Rifiuti triturati in spiaggia a Formia – ARTICOLO CORRELATO DI GIUGNO 2023 – La ex Sindaco di Formia Paola Villa, oggi Consigliere Comunale di opposizione, denuncia sul social Facebook, la presenza di rifiuti triturati sull’arenile e la estirpazione di un consistente canneto sulla spiaggia di Levante, in prossimità della recinzione postero-laterale che circonda la clinica Sorriso sul mare. La Consigliera condivide pubblicamente alcune riflessioni circa l’anomalia con cui questi rifiuti, e in particolare quelli di plastica, sono stati ridotti. Non raccolti ed eliminati ma triturati. La triturazione dei rifiuti in plastica lasciati sull’arenile, mediante azione meccanica del vento e delle mareggiate, facilita il rotolamento e la discesa dei rifiuti in mare, inquinando ulteriormente le acque.

L’azione erosiva delle correnti riduce e degrada i rifiuti in microplastiche che entrano nell’ecosistema della flora e della fauna marina. Le acque non sono statiche in un’area. Mediante le correnti si spostano diffondendo il processo di inquinamento territoriale. Tutto ciò che finisce nelle acque circola e diffonde. La pulizia delle spiagge e delle acque di Formia contribuisce alla pulizia di spiagge e acque di tutto il Golfo di Gaeta e oltre. La raccolta dei rifiuti in mare, delle plastiche e microplastiche visibili, in questi ultimi anni, avviene tramite grossi aspiratori captanti che vengono posizionati sui pescherecci o raccolti con reti speciali a trama fine.

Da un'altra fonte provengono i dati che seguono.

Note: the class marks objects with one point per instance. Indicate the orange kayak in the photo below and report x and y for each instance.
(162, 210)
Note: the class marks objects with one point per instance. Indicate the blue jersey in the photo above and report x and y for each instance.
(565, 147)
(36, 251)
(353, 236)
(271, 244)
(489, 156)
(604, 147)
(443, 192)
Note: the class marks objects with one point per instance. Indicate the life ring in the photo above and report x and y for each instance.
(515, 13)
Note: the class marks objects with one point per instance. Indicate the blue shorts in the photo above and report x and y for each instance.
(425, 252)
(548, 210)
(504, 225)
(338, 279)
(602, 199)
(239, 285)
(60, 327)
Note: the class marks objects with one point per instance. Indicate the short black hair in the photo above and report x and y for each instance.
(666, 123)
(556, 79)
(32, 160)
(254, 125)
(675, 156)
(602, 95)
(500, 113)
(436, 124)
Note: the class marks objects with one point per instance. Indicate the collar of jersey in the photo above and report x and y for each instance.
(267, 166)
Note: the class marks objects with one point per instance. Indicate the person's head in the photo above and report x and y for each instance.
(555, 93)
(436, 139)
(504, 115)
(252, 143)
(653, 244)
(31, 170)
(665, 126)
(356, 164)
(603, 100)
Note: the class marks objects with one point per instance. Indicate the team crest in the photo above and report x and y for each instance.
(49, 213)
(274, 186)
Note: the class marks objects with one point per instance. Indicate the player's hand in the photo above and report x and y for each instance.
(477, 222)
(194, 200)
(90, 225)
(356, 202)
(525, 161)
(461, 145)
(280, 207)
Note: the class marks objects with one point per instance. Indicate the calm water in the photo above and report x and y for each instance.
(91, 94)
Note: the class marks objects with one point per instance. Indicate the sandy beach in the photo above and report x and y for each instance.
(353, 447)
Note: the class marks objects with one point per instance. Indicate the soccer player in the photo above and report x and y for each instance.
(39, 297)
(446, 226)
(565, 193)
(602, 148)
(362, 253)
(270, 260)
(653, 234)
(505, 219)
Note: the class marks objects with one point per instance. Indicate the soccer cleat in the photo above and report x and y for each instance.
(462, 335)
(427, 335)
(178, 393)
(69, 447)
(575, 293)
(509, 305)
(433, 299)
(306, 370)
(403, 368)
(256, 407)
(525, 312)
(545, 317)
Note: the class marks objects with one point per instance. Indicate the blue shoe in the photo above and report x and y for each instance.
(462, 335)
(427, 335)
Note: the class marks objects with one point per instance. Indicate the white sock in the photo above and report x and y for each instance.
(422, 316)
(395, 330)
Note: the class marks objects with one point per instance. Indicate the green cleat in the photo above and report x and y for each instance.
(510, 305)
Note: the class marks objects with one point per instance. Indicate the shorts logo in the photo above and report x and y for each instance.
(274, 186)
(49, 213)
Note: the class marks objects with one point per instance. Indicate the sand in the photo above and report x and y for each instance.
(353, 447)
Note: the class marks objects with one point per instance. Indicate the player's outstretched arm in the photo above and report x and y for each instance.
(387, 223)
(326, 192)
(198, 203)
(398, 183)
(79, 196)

Si stanno approfondendo gli studi su depurazione e filtraggio delle acque marine. In previsione dell’estate tutti i luoghi di ormeggio natanti e imbarcazioni, dovranno avere isole ecologiche attrezzate per lo smaltimento dei rifiuti di bordo. Le multe per chi getterà rifiuti in mare o non rispetterà le regole saranno alte in tutta Italia. Per quanto riguarda la decisione di estirpare piante e radici, queste sono funzionali al mantenimento della compattezza del terreno e contengono gli smottamenti in caso di allagamenti e alluvioni.

Esiste un Testo Unico Ambientale o Codice dell’Ambiente che equivale al DL del 3 aprile 2006, n.152 entrato in vigore il 29 aprile del 2006 e contiene le principali norme che regolano la disciplina ambientale. E’ purtroppo incompleto, manca di alcuni capitoli importanti su recenti tematiche ma è una ottima base di conoscenza.